2. I have been hissed at by an angry bat.
A first and, I hope, a last! I was on a weekend writing retreat near Front Royal, VA, and the bat was quietly sleeping on a window cross-beam of the house the group was renting. He looked sort of like a knot in the wood (he was like 20 feet up). I stared at him for like two hours one afternoon as we writers chatted, until finally I voiced my concern that the knot in the wood might be a bat. Chaos ensued.
How does a group of writers handle a bat in the house? Well, one of us hid in the closet (you know who you are!). One of us (not me) very calmly phoned the owner of the house, who told us he couldn't send his handyman over until tomorrow, and then Animal Control, who told us they had no one to send either.
Once we determined that help was decidedly not on its way and that the sun would go down soon, making it imperative that we get the bat outside before night fell and we were stuck in a house in which only a single bedroom was actually closed off entirely from the rest of the house (not a design I'm a fan of, btw!), we created a complicated Plan.
In this Plan, someone (me) would nudge the bat off its perch with stalks of decorative bamboo, and then the others would try to shoo the bat out the opened doors, and perhaps throw blueberries through the doors in an effort to fool the bat into thinking the berries were bugs and that he/she should chase them outside. This was an excellent plan. No laughing!
|Snowflake PJs make the best|
After putting on gloves, a hoodie and my pajama pants over my yoga pants in case the bat decided to attack me, I stood on a table by the windows and attempted to launch the bamboo sticks harpoon-like at the bat. However, my terrible hand-eye coordination is why I played soccer in high school instead of, say, softball, so the bat stayed asleep.
We taped two of the bamboo stalks together, and determined that this new weapon was, in fact, long enough to reach the bat directly. We took our places. Braced for Bat Attack.
I raised the bamboo and nudged.
The bat ignored me, so deep in slumber was he. I got more insistent, poking him rudely until he finally raised (well, he was upside-down, but you get the picture) his little furry head, opened one wing, and hissed! There was also this horrifying clicking sound, but yes. The hissing! I cowered by the window, weak-kneed, but the bat didn't actually fly off the wall, so after a moment I had to keep poking him.
This was pretty terrifying, because the bat kept hissing and clicking, but finally he launched himself off of the wooden beam, wings outspread. Cue everyone ducking for cover, totally forgetting about the blueberries-as-bugs plan. Instead of flying at us, though, the bat landed on the carpet and lay there. One of us (not me; I was still cowering on my table by the window) had the presence of mind to throw a blanket over the bat. Success!
We started moving everything off the carpet so we could drag it and the bat outside, but just then a nice man from the sheriff's department arrived - the Animal Control people had found someone to send after all!

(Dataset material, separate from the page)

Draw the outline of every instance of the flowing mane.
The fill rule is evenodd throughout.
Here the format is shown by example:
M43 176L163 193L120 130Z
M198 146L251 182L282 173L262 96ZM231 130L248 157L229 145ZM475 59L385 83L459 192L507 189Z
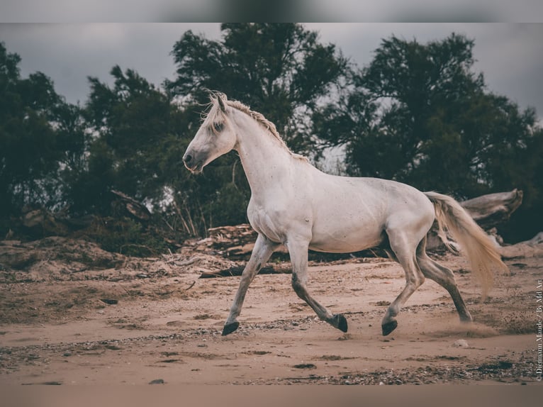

He told us we'd done exactly the right thing (we did not exactly paint the picture of me whacking the bat with a bamboo stick though, just said we threw a blanket over him). He then put on big leather gloves, carefully picked up the bat in his blanket and, with very little fanfare, walked outside.
The bat flew free, thankfully unharmed by my assault on its nap. After seeing the nice Sheriff's Department guy off we rescued the writer in the closet, celebrated with a stiff glass of spiked cider, and agreed to name the bat Bart.
Merry Batmas, Bart!
Anyway. What else happened this month?
3. Nope, nothing's gonna top the bat story for me.